آیتِ کریمہ يَاأَيُّهَا الَّذِينَ آمَنُوا لَا تَقُولُوا رَاعِنَا وَقُولُوا انْظُرْنَا سےحجیتِ سدُالذرائع پر ابنِ حزم کےمعارضہ کا تجزیاتی مطالعہ An Analytical Study of the Ibn-e-Hazam’s Objections to Authenticity of the Sadd-o-Zaree'ah

As well as per Shariah, it is admissible and some of the time even mandatory to save the devotees from the activities that might lead them towards the prohibited exercises. Consequently, the decision of denial from these kinds of exercises is called Sadd-e-Zaree'a. This is the guideline derived from the Quran and Sunnah. As Almighty Allah prohibited the devotees to say 'Raina' because this word was utilized by Jews purposely in an off-base way with underhanded aims, while, Muslims introduced their solicitations by this equivalent word in the most elevated court of The Holy Prophet (harmony and gifts arrive) for looking for effortlessness and unwinding in their concerned issues. As in Quran: O People who Believe, don't tell (the Prophet Mohammed-harmony and gifts arrive), "Raina (Be accommodating towards us)" however say, "Unzurna (Look leniently upon us)", and listen mindfully in any case. [Baqarah 2:104]. (To disregard the Holy Prophet - harmony and endowments arrive - is impiety.) Ibn Hazm in his famous book Al-Aḥkām Fī ūṣūl Al-Aḥkām has objected to the mentioned verse from which jurists have taken the argument of Sadd-e-Zaree'a. Because the Zahiri school of thought is based on the appearance of the text (Quran o Hadees).

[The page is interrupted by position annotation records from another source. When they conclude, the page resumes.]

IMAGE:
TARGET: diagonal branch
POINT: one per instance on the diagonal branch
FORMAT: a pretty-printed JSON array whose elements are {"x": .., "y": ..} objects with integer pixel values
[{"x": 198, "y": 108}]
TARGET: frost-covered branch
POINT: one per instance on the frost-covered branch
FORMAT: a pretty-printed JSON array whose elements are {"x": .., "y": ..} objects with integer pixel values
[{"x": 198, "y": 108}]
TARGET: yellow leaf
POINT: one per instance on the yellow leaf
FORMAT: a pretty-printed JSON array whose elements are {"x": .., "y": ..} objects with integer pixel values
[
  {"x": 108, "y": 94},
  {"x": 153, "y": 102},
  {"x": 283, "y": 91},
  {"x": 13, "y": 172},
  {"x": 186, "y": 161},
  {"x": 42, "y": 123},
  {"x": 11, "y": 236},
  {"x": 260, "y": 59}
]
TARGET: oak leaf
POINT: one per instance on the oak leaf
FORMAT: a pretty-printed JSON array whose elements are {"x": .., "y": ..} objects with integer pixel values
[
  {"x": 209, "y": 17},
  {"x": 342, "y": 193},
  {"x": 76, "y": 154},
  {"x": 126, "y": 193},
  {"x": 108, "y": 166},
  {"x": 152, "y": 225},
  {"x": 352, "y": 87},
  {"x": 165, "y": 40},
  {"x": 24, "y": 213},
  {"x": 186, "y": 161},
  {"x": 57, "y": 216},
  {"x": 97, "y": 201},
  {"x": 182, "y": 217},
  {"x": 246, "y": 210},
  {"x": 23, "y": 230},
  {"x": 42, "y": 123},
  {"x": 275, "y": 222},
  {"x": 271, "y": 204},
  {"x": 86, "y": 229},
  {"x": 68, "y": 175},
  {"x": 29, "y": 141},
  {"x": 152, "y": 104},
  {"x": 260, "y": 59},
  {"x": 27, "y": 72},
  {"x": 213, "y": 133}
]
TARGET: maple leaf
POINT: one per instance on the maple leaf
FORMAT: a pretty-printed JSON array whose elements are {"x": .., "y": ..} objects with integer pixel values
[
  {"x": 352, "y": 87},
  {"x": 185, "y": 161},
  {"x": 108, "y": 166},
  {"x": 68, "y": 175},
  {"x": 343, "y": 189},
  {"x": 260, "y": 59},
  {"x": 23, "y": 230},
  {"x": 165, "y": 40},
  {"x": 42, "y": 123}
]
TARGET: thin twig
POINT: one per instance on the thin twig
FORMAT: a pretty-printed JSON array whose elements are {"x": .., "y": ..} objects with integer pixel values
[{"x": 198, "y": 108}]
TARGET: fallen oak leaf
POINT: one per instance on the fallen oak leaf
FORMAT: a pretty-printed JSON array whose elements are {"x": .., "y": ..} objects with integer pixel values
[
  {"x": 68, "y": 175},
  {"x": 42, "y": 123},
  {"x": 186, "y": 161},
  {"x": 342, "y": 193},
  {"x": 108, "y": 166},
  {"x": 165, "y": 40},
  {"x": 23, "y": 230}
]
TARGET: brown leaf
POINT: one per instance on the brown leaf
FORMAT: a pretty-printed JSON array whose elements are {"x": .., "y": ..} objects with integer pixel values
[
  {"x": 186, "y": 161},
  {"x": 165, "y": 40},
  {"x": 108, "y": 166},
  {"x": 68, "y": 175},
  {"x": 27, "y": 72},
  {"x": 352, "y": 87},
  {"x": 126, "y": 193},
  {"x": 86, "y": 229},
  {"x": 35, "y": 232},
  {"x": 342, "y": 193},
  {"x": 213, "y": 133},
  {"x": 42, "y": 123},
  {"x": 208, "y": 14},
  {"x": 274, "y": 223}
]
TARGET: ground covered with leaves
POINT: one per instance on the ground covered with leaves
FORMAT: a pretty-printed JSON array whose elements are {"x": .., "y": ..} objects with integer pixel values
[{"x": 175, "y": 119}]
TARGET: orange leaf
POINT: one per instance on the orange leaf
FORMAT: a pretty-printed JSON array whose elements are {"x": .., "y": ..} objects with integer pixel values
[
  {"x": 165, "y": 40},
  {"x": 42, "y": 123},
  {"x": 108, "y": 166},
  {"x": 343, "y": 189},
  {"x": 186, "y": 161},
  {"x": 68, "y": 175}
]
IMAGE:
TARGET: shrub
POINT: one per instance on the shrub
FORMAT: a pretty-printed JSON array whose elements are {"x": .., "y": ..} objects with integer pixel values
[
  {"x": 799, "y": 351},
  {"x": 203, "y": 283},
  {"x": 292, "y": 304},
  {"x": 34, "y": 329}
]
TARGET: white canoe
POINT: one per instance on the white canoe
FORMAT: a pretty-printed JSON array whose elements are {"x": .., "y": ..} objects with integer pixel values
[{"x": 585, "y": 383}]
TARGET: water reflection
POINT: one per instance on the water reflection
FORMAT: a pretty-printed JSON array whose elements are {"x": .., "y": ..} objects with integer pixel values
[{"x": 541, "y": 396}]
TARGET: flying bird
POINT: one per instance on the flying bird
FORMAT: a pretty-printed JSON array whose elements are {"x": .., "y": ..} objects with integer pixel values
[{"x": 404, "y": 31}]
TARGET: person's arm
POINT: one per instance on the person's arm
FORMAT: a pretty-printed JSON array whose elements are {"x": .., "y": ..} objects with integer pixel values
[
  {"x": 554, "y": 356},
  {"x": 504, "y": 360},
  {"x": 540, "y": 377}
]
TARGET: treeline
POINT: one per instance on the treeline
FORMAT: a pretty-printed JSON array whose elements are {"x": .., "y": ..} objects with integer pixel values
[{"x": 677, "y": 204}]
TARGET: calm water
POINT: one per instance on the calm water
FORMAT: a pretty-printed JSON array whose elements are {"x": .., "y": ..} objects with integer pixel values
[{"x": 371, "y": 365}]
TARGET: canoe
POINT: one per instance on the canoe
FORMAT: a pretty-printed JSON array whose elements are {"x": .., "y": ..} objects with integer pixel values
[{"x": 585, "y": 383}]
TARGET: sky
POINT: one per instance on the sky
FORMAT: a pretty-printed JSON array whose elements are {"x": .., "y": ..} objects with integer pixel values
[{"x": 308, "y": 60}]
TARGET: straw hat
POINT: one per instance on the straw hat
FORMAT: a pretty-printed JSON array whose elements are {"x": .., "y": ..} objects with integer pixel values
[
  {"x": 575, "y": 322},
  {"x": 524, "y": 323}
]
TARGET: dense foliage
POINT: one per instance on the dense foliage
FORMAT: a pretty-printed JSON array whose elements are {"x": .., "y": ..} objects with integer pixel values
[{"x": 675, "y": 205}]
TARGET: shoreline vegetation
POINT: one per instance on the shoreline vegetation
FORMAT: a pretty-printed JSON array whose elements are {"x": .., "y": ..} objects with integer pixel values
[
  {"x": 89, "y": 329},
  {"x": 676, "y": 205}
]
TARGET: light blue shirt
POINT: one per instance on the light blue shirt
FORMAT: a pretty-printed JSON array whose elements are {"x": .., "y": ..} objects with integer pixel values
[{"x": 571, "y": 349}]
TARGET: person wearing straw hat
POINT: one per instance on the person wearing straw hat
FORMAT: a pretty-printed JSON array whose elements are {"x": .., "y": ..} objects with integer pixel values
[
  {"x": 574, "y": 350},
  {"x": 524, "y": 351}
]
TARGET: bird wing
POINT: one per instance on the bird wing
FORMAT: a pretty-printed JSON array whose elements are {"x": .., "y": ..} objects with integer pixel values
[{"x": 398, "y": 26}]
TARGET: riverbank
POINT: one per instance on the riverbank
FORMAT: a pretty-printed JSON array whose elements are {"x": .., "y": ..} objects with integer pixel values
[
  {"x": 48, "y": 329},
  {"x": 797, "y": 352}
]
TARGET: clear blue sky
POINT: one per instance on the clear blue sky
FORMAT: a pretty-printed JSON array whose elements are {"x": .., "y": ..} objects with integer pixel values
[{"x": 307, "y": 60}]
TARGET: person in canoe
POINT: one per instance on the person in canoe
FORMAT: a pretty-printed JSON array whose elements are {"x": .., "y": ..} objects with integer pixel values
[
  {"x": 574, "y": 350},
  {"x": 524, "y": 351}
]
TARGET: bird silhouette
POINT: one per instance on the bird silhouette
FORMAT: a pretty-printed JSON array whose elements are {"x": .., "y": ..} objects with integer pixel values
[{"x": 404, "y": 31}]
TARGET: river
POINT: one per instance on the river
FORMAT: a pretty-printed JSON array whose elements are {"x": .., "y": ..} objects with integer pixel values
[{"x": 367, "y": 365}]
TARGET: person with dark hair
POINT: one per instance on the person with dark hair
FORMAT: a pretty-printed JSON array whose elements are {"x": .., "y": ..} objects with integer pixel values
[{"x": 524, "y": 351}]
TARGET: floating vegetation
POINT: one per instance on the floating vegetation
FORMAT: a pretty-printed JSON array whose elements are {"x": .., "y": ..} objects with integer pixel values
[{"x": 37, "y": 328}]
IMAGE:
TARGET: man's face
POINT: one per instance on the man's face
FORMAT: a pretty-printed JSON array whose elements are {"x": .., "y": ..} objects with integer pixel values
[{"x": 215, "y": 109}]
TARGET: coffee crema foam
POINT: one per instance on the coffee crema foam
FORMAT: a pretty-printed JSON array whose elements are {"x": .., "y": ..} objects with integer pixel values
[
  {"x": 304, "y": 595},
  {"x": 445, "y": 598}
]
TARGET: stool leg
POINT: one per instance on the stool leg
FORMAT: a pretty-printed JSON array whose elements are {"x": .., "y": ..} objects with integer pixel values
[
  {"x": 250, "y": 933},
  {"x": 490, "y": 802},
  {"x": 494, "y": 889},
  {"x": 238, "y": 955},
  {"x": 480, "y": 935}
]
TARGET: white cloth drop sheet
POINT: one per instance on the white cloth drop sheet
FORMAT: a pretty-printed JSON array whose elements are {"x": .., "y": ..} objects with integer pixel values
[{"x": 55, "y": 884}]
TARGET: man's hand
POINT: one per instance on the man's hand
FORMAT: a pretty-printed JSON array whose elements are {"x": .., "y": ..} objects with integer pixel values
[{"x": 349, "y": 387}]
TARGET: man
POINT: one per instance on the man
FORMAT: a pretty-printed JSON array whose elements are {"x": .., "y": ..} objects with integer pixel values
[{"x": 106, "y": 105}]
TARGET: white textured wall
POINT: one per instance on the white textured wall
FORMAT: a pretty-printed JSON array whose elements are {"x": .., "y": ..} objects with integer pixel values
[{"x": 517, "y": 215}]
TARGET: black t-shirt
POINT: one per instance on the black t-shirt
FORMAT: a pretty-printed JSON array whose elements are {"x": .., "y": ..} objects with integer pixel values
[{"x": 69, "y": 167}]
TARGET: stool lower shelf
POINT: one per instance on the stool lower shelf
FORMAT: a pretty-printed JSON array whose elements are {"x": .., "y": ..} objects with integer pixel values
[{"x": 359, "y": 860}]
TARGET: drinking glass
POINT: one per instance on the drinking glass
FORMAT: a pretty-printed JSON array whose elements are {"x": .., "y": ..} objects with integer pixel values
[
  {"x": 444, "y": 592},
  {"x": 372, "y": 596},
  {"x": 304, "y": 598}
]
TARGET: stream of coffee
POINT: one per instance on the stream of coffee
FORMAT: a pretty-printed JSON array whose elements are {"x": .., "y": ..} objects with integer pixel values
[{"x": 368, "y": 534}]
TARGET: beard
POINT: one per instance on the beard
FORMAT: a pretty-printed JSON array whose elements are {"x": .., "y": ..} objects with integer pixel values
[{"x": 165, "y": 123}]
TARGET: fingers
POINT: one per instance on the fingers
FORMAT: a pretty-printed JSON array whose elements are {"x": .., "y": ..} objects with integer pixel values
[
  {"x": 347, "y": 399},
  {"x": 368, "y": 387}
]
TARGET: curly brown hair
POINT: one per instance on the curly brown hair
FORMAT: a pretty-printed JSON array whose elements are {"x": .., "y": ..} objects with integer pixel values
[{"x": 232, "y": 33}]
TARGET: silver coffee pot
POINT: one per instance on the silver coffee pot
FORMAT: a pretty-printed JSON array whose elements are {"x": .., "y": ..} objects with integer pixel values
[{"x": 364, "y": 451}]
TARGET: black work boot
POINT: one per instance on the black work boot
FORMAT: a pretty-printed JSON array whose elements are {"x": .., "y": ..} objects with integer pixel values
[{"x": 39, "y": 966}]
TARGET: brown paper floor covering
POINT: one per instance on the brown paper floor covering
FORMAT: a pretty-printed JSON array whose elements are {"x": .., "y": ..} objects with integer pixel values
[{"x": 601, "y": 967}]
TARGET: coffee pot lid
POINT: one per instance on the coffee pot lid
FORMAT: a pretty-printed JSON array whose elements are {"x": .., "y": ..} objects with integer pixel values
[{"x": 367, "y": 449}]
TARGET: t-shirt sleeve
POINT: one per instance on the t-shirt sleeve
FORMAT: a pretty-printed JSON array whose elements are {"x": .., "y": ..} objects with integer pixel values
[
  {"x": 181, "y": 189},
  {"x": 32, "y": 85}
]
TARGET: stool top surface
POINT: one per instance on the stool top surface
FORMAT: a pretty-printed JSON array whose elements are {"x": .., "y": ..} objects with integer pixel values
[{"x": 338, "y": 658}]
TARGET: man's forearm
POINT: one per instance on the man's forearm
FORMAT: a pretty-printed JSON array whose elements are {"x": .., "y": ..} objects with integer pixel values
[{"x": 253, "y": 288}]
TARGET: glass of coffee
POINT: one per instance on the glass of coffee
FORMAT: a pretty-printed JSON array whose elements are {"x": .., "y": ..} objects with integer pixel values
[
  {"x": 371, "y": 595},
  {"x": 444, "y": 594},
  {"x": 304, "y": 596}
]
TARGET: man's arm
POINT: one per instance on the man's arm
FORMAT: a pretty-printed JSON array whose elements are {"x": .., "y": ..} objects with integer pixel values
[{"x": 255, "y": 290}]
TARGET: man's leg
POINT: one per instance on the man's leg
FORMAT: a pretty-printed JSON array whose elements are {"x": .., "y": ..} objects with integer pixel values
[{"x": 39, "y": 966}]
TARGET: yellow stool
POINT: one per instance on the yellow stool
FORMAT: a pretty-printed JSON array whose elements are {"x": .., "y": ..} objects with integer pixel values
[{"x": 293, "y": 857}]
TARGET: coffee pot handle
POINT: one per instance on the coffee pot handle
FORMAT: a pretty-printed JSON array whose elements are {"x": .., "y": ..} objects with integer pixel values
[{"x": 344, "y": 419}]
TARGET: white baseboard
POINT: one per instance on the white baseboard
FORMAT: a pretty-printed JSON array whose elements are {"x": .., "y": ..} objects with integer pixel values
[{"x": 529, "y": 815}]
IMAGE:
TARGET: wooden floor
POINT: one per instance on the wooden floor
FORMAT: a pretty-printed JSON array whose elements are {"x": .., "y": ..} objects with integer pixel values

This is why Ibn Hazm Zahiri denies it (the source of Shariah), and proves that accepting the source of Shariah is an increase in religion which is in itself illegitimate as well as the opposition of the Prophet (peace and blessings of Allah be upon him). There is also the addition of items by their thoughts in Shariah. In the above article, an analytical study of the objections of Allama Ibn Hazm will be presented, explaining the sources and the arguments as to whether or not their source is Shariah.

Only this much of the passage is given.